By contrast, negligence per se is established simply by violating a statute or regulation. A speeding ticket for driving 65 mph in a 55-mph zone is an example of negligence per se.
So why are the definitions important to nursing homes and their surveys? Law firms specializing in "nursing home negligence" will attempt to use the 2567 as evidence of negligence per se, giving the false impression that the presence of a deficiency always indicates negligence. This is clearly not the case. As most providers realize, many times alleged deficiencies lack a sufficient factual and/or legal basis. But if left unchallenged, they might be used in collateral civil litigation to the detriment of the facility.
Spurred on by aggressive use of the 2567 by some law firms, several state legislatures have responded with proposed bills. For example, the Georgia state legislature recently passed legislation that prevents the use of a deficiency from being used as evidence of negligence per se. The legislation, however, would permit a court to allow the 2567 as evidence if the court determined it was relevant to the harm alleged in a complaint.
A bill introduced in the Tennessee legislature goes even further. Senate Bill 0889 (HB0714) states that "the results of a survey, an inspection, or an investigation of a healthcare provider ... including any statement of deficiencies and all findings and deficiencies cited in the statement of deficiencies on the basis of a survey, inspection or investigation, all proposed or implemented plans of correction ... will not be admissible in evidence or otherwise used in any healthcare liability action in any court or arbitration proceeding." The proposed legislation does permit the use of the 2567 in administrative proceedings and appeals of those proceedings and to impeach a witness in a healthcare liability issue.

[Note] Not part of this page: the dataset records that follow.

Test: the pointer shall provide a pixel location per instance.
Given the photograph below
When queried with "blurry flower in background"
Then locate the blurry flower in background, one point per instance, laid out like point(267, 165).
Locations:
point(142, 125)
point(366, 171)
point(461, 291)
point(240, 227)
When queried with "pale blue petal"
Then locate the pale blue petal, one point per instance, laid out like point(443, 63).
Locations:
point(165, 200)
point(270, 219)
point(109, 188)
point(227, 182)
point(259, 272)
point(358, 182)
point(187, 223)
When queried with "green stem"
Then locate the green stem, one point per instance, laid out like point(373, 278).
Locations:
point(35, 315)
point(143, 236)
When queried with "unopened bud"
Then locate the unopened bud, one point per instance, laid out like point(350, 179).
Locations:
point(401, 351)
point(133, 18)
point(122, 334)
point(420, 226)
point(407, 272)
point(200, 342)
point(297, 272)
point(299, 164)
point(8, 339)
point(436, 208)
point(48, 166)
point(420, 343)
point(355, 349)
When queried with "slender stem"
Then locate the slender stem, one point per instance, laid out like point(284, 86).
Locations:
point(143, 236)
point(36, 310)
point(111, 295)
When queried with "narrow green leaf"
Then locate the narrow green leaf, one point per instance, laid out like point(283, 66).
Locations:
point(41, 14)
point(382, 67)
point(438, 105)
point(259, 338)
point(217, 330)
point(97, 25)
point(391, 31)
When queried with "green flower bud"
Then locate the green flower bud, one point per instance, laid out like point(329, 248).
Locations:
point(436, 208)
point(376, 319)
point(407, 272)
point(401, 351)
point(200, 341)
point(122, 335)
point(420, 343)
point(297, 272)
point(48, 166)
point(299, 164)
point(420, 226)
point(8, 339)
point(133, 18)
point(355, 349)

State legislative reactions to predatory advertisements and inappropriate use of 2567 forms against nursing homes show "a general distaste for these types of ads," says Jason Bring, JD, a partner at Arnall Golden Gregory. In addition, "some courts have found that the ads using select portions of a 2567 can be false and misleading" by implying that problems continue to exist or misquoting survey findings, he adds.
Arrows in a nursing facility's quiver
Given the aggressive use of the 2567 and predatory advertising by some "nursing home negligence" law firms, providers are well-advised to take all appropriate measures to defend against lawsuits that lack a sufficient basis, including the suggestions below.
Challenge inaccuracies. Providers should consider challenging alleged deficiencies that are not valid or are factually inaccurate. Disputed deficiencies may be corrected using the informal dispute resolution (IDR) process, the independent IDR process, appeals to an administrative law judge and other strategies. An IDR, which is a "recommendation" and not binding on CMS, may delete a deficiency or change inaccurate and inflammatory wording in the 2567.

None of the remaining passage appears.